Le premier apprentissage est donc d’apprendre la sophronisation, c’est-à-dire à se placer dans cet état intermédiaire de conscience, pour arriver ensuite au contrôle de celui-ci. Cette technique est notamment inspirée de l’hypnose ericksonienne. Le but est « d’accéder à la libération de la conscience [des humains] à travers la double tridimensionnalité spatio-temporelle de ses techniques (…), d’embrasser la notion de totalité dans une liberté responsable de laquelle les valeurs fondamentales se dégagent de chaque être » (p.114)12.
La Relaxation Dynamique Caycédienne (RDC) permettrait de conduire au « développement de la perception de notre corps, de notre esprit, de nos états émotionnels et des valeurs qui nous sont propres »13. Le premier cycle de RDC, qui est le plus souvent effectué avec les patient·e·s, est constitué de 4 degrés :
- Degré de la concentration : découverte des sensations et du schéma corporel (inspiré des différentes écoles de yoga comme le Raja-Yoga et le Nada yoga) ;
- Degré contemplatif : contemplation du corps limité et de l’illimité de la conscience (inspiré du bouddhisme traditionnel tibétain)14. Les exercices sont principalement centrés autour de l’apprentissage de techniques de relaxation. Ici, les exercices sont des techniques méditatives ;
- Degré méditatif : intégration corps-esprit (inspiré du zen Japonais) ;
- Présence des valeurs (ajouté dans les années 1990 à la RDC) : renforcement des valeurs fondamentales de l’être humain (l’individualité ou la liberté, la « groupéité » (amis, famille, êtres chers), la société, l’humanité, l’universalité, l’éternité, la divinité15).

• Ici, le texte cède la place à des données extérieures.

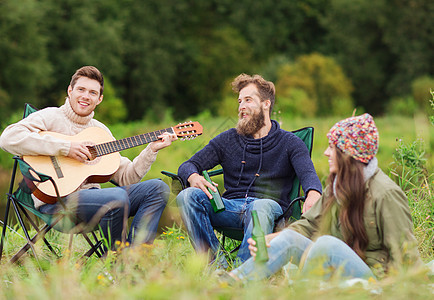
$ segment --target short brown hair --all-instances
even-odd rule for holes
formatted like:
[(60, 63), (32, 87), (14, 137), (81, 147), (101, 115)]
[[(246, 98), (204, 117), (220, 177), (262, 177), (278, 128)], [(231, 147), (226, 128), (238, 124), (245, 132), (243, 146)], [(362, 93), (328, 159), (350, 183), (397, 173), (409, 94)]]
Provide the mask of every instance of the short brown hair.
[(71, 82), (69, 85), (74, 88), (74, 85), (77, 83), (78, 78), (80, 77), (87, 77), (90, 79), (94, 79), (99, 82), (101, 85), (101, 88), (99, 90), (100, 96), (104, 92), (104, 77), (102, 76), (102, 73), (93, 66), (84, 66), (75, 71), (74, 75), (71, 77)]
[(276, 88), (274, 87), (274, 83), (271, 81), (265, 80), (261, 75), (255, 74), (253, 76), (247, 74), (240, 74), (237, 78), (232, 82), (232, 90), (236, 93), (239, 93), (243, 88), (247, 85), (253, 83), (259, 92), (259, 98), (261, 101), (270, 100), (270, 114), (273, 110), (275, 97), (276, 97)]

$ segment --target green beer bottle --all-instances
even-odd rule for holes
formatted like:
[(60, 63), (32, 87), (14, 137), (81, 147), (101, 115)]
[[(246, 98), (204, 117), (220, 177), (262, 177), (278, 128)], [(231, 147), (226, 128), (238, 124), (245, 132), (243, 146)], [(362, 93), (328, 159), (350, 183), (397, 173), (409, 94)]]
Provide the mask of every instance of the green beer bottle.
[(253, 230), (252, 239), (256, 242), (256, 257), (255, 262), (266, 263), (268, 261), (268, 250), (265, 243), (265, 235), (262, 231), (261, 224), (259, 224), (258, 212), (252, 210)]
[[(208, 172), (206, 170), (204, 170), (202, 172), (203, 177), (206, 179), (206, 181), (208, 181), (209, 183), (211, 183), (215, 188), (217, 188), (211, 181), (211, 178), (209, 178)], [(220, 196), (220, 193), (217, 189), (217, 192), (214, 192), (213, 190), (211, 190), (210, 188), (208, 188), (208, 191), (210, 192), (212, 199), (210, 199), (209, 201), (211, 202), (211, 206), (214, 209), (215, 213), (221, 212), (225, 210), (225, 205), (223, 203), (222, 197)]]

On remarque au passage que dès ce premier cycle, on perçoit que la démarche n’est pas laïque, mais déiste, avec un syncrétisme assez classique de ce qu’on appellera par la suite dans la littérature spécialisée le courant New Age16. Progressivement, la sophrologie se voit ajouter des cycles avec chacun des degrés supplémentaires.
Le deuxième cycle aiderait à prendre conscience de la « phylogenèse » (histoire évolutive de l’espèce) et de l’« ontogenèse » (développement d’un individu depuis la fécondation jusqu’à sa forme adulte) en tant que phénomènes caractéristiques de l’histoire de l’évolution de la conscience humaine. Un bien vaste programme qui devrait laisser perplexe qui sait à quoi se rapportent scientifiquement ces termes en biologie de l’évolution17.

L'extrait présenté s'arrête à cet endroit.